I’m just about old enough to remember the fall of the Berlin Wall. As a young child it seemed like a good idea to me that the East Germans should be allowed to join the rest of us in having decent haircuts and a good football team. The adults however thought they should also have a liberal capitalist economy.

Since the end of the Cold War, neoliberalism has been the economic and political force. It has had a substantial influence on economic, political and social life across the world since, advocating free markets as the best way of organising complex economies. As Margaret Thatcher said ‘There is no alternative’.

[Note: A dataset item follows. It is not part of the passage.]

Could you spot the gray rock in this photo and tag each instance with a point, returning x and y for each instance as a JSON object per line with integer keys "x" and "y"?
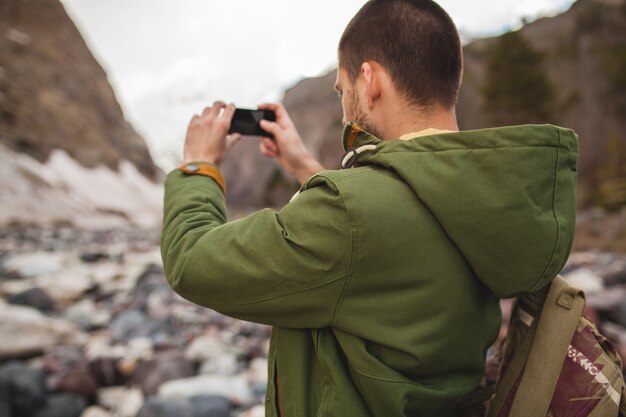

In countries such as the UK and USA, this has led to nationalised industries being privatised and governments rolling back their interventions in the workings of the market. The current UK Coalition government are clearly fans, attempting to reduce the size and role of the State through their current austerity programme. Critics however argue that neoliberalism is responsible for growing levels of inequality, and such policies are a smokescreen to cement the position and power of the ruling elites.

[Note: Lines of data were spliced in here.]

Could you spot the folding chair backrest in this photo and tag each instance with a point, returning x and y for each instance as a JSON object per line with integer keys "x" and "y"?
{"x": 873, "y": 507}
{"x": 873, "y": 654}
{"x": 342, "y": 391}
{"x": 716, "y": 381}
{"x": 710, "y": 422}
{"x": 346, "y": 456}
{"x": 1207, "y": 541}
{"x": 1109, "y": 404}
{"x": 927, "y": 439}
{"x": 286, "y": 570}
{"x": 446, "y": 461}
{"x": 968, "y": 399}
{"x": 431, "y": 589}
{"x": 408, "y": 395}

I recently found myself outed as a pawn in such a neoliberal conspiracy. The indirect accusation (in addition to confirming that if I was a chess piece I’d be the crappest one) was that, through my work, I am unwittingly aiding a shadowy group of elites in their attempts to seize control of the social investment market. In effect, I am helping neoliberalism to colonise the social sphere, and in doing so, supporting the establishment of a New World Order (presumably).

Neoliberalism and social enterprise

Besides the implication that there is an intentional conspiracy occurring, this raises important questions about the nature of social enterprise and entrepreneurship. By taking a market-based approach to solving social problems, are social enterprise and entrepreneurship inherently neoliberal?

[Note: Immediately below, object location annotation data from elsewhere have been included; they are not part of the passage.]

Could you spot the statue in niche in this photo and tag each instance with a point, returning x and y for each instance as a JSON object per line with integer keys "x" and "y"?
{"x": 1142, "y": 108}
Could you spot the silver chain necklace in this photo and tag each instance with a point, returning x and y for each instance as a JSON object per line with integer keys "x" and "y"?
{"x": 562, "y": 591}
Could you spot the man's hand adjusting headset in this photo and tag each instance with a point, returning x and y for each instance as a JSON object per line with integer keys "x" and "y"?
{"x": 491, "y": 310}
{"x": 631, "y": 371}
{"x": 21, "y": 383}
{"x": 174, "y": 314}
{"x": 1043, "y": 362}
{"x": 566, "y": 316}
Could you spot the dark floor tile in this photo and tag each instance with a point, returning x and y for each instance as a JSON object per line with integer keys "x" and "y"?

This has inspired me to write a series of posts about the link (or not) between neoliberalism and social enterprise. If it is true that neoliberalism is here to stay then, where does the social economy fit in? Is it a genuine challenge to the status quo, or does it reflect a sort of acquiesce, in which we try to make our neoliberal reality more palatable? Is this necessarily a bad thing?
In a series of posts I plan to look at the positive links between the two, any negative consequences and possible alternatives. But first, I want to address the issue of…

How I was outed as a 12 foot lizard

Recently, I was reading some exciting new research (by Julia Morley of the LSE, but yet to be released), which claims to show that an elite group is shaping the social investment market in their mould. She argues that a small group of people are having a substantial influence on the development of the social investment market, imposing their financial language and logics on unsuspecting social entrepreneurs.

Julia presents persuasive evidence to support the idea that maybe, just maybe, there is a social investment equivalent of the Bilderberg group. A powerful elite pulling the strings, doing some good whilst doing really well.

The basic premise is this:

Neoliberalism infographic 1 (2)

Through its discourse analysis, this research implies that some of these developments are intentional. This is not an uncommon accusation – many critics of neoliberalism also suggest that there is a ruling elite intentionally fixing things in their favour. Some even go so far as to say that the ruling elite themselves are actually 12 foot tall, shape-shifting reptilian humanoids hell-bent on a worldwide conspiracy against humanity.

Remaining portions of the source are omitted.